Cool and dry, without a bit of standing water, the dungeon under the royal castle had a dozen cells outfitted with simple cots and mess buckets. A faint odor of sweat and human waste filtered through the halls, but nothing unbearable. In fact, to Damien, the smell offended less than the nobles’ perfume. Steel doors with small view slits kept the prisoners from wandering off. Ten guards in blue-and-sliver uniforms patrolled the halls, heavy truncheons hanging at their belts.
On their way to the interrogation chamber Damien and the archmage passed three guards on patrol. Was “interrogation chamber” a euphemism for “torture chamber”?
When she heard about the attempt on the king’s life his master had about hit the roof. Damien wouldn’t have wanted to be whichever Crimson Legionnaire had let the assassin sneak into the castle.
“You did well to spot and subdue her, Damien,” the archmage said. “Since you took her alive, hopefully we can find out who hired her.”
“Thank you, Master.” Damien allowed himself a moment to bask in his mentor’s praise. “I’ve never seen anyone who used their soul force like she did.”

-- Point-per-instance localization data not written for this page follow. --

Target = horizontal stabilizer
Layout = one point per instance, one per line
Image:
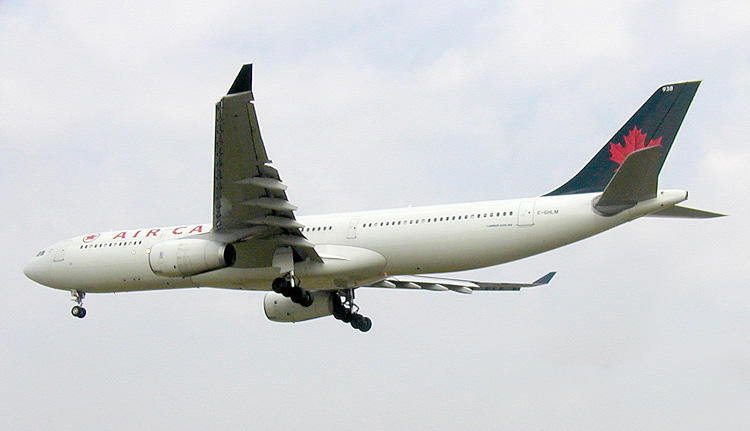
(685, 212)
(635, 181)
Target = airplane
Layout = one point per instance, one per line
(312, 265)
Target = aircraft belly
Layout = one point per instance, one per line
(112, 270)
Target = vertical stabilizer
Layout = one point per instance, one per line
(655, 124)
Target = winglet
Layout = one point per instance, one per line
(545, 280)
(244, 80)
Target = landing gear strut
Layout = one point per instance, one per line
(288, 286)
(78, 310)
(347, 310)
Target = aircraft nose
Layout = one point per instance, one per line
(35, 270)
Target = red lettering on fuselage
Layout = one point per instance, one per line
(180, 230)
(198, 228)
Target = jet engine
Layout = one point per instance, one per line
(279, 308)
(190, 256)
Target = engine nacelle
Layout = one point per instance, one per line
(279, 308)
(190, 256)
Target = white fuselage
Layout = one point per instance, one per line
(357, 248)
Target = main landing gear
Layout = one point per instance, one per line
(78, 310)
(288, 286)
(347, 310)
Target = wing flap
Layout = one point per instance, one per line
(459, 286)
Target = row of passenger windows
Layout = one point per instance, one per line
(418, 221)
(111, 244)
(439, 219)
(317, 229)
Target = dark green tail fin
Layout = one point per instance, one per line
(655, 124)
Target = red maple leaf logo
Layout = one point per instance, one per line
(635, 140)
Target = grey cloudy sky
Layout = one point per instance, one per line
(106, 122)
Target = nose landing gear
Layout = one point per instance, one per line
(348, 312)
(78, 310)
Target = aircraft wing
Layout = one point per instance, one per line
(250, 203)
(460, 286)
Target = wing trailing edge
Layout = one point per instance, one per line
(459, 286)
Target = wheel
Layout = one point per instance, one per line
(306, 300)
(366, 325)
(348, 316)
(296, 294)
(358, 321)
(78, 312)
(339, 312)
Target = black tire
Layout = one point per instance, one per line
(296, 294)
(78, 312)
(358, 321)
(348, 317)
(366, 325)
(339, 312)
(307, 299)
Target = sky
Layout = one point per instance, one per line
(106, 123)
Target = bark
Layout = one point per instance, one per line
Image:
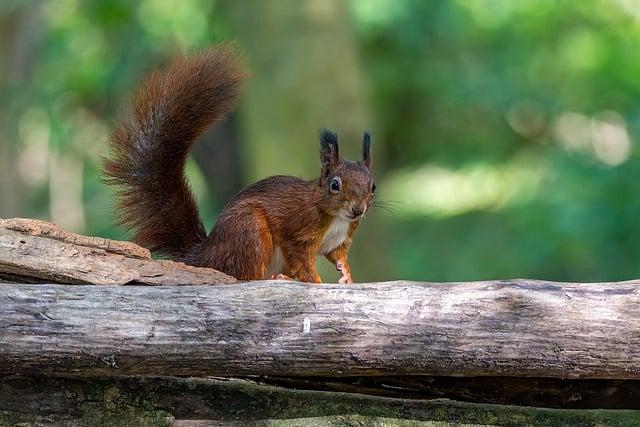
(507, 328)
(32, 250)
(190, 401)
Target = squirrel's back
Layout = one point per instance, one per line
(149, 147)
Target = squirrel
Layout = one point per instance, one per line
(274, 228)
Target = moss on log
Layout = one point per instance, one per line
(183, 401)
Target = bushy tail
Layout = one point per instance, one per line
(149, 147)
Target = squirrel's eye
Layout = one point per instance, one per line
(335, 184)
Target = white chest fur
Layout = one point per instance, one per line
(335, 235)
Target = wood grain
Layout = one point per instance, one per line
(34, 251)
(508, 328)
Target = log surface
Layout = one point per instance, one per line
(199, 402)
(512, 328)
(32, 250)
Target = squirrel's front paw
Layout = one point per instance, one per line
(280, 276)
(345, 279)
(344, 273)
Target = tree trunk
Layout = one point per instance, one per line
(196, 402)
(517, 328)
(32, 250)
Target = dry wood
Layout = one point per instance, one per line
(200, 402)
(514, 328)
(32, 250)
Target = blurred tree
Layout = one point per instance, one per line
(305, 75)
(20, 32)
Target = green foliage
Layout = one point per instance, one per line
(504, 132)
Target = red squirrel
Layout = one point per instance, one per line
(274, 228)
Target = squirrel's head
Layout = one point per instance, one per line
(347, 187)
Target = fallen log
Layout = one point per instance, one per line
(37, 251)
(199, 401)
(508, 328)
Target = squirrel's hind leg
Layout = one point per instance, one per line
(244, 248)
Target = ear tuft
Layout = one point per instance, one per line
(366, 150)
(329, 153)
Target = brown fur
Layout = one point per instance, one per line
(283, 213)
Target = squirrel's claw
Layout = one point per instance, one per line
(344, 273)
(279, 276)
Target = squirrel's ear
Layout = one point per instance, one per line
(366, 150)
(329, 149)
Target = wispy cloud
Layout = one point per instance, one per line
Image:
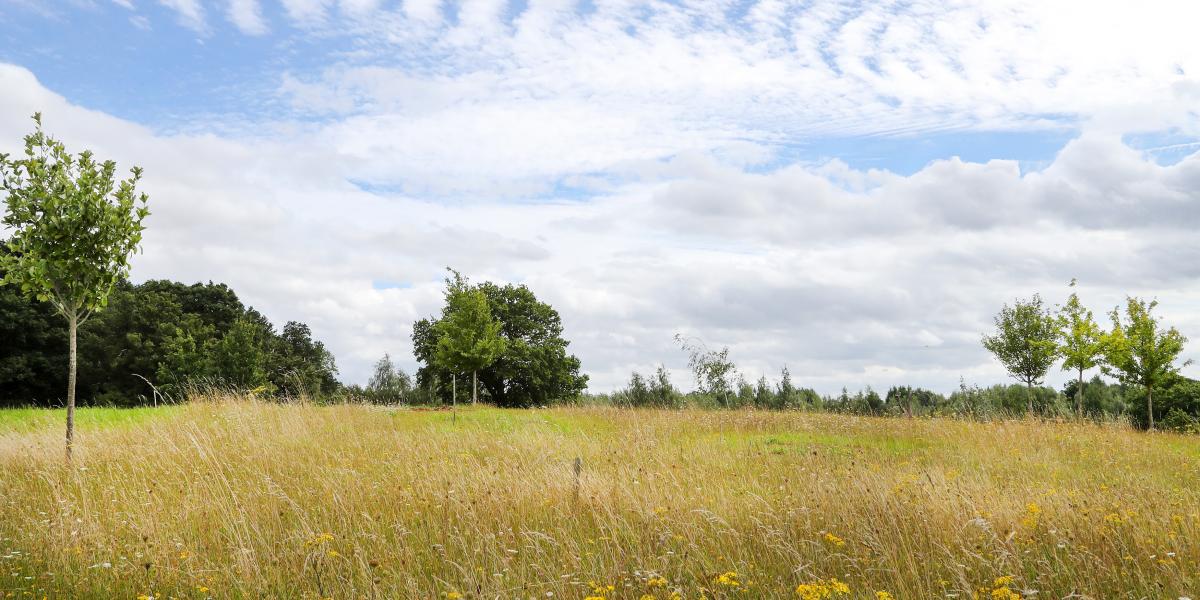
(247, 17)
(191, 13)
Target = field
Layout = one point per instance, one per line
(241, 499)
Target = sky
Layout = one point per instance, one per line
(849, 189)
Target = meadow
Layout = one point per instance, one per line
(235, 498)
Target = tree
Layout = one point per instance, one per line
(73, 231)
(534, 367)
(712, 370)
(33, 358)
(388, 382)
(300, 365)
(468, 336)
(1080, 347)
(240, 358)
(1026, 342)
(1138, 352)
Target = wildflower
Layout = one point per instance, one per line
(729, 579)
(1032, 515)
(822, 589)
(317, 540)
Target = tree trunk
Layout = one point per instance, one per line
(1079, 395)
(1150, 406)
(72, 327)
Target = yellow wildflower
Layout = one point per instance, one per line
(729, 579)
(822, 589)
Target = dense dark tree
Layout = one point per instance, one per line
(163, 336)
(33, 351)
(300, 365)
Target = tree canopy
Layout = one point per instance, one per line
(534, 367)
(1139, 352)
(1026, 341)
(1081, 342)
(73, 228)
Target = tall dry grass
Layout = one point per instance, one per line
(243, 499)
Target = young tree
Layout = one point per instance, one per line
(73, 231)
(713, 370)
(534, 369)
(1139, 352)
(468, 337)
(1080, 347)
(1026, 342)
(389, 382)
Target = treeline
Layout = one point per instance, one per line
(156, 342)
(1177, 403)
(1137, 351)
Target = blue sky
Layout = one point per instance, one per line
(817, 184)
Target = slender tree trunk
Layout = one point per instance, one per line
(1079, 395)
(1150, 406)
(72, 327)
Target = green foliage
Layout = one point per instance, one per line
(172, 335)
(1081, 343)
(713, 370)
(533, 369)
(33, 357)
(468, 339)
(1025, 340)
(912, 401)
(1139, 352)
(389, 383)
(654, 391)
(299, 365)
(73, 226)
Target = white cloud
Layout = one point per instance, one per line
(673, 119)
(191, 13)
(247, 16)
(306, 12)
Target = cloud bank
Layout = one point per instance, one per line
(658, 168)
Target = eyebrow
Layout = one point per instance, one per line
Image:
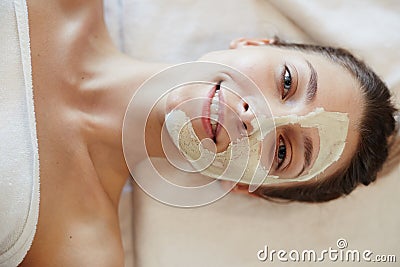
(308, 148)
(312, 84)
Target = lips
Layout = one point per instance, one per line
(212, 112)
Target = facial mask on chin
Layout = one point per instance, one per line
(240, 162)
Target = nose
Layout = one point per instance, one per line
(246, 115)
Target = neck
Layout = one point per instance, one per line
(106, 98)
(94, 80)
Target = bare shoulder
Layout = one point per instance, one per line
(78, 223)
(76, 230)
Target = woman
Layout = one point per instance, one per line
(82, 86)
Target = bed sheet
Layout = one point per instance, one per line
(231, 231)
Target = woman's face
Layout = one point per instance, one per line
(293, 82)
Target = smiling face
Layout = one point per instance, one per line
(293, 82)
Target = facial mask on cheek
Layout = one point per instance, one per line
(241, 160)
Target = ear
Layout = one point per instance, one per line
(243, 42)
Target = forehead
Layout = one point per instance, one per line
(338, 91)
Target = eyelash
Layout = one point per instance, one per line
(281, 141)
(286, 77)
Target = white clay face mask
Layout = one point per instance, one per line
(229, 164)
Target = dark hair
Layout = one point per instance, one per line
(377, 124)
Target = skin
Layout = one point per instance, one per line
(82, 87)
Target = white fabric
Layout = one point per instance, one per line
(231, 231)
(19, 160)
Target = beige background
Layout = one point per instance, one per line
(232, 230)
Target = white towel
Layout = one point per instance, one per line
(19, 159)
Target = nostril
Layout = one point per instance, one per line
(245, 106)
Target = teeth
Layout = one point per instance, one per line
(214, 108)
(214, 117)
(214, 112)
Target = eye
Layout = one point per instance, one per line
(286, 82)
(281, 153)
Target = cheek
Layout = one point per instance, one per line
(188, 98)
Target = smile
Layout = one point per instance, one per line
(212, 112)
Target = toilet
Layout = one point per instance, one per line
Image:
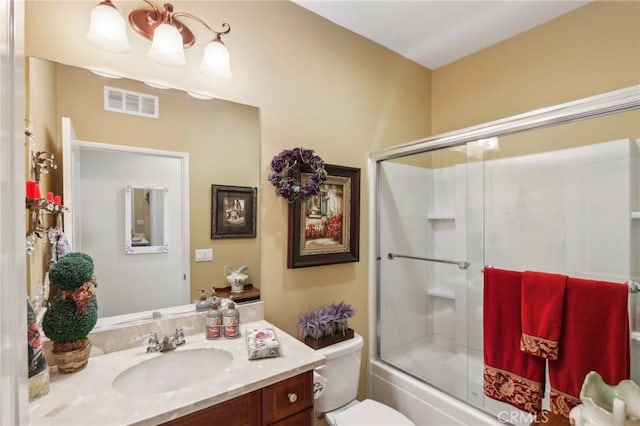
(336, 387)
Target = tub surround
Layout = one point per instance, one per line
(87, 397)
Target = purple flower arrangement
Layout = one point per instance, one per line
(328, 320)
(288, 160)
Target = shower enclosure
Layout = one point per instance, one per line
(562, 198)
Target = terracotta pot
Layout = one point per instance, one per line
(71, 356)
(329, 340)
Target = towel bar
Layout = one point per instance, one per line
(634, 286)
(461, 264)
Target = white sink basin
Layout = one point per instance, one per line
(170, 371)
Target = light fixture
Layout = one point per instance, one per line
(107, 30)
(169, 36)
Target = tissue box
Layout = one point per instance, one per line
(262, 343)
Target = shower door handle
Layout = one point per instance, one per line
(461, 264)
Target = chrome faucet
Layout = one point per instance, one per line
(153, 345)
(168, 343)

“I’m not surprised.” They rounded a corner and found three red-robed sorcerers facing into an open room.
Soul force streamed from the sorcerers. Every time the assassin tried to draw power from her core they severed the link and her conjuring collapsed. He wasn't familiar with that technique. Inside the room a fourth sorcerer in identical robes sat at a simple wooden table facing the assassin.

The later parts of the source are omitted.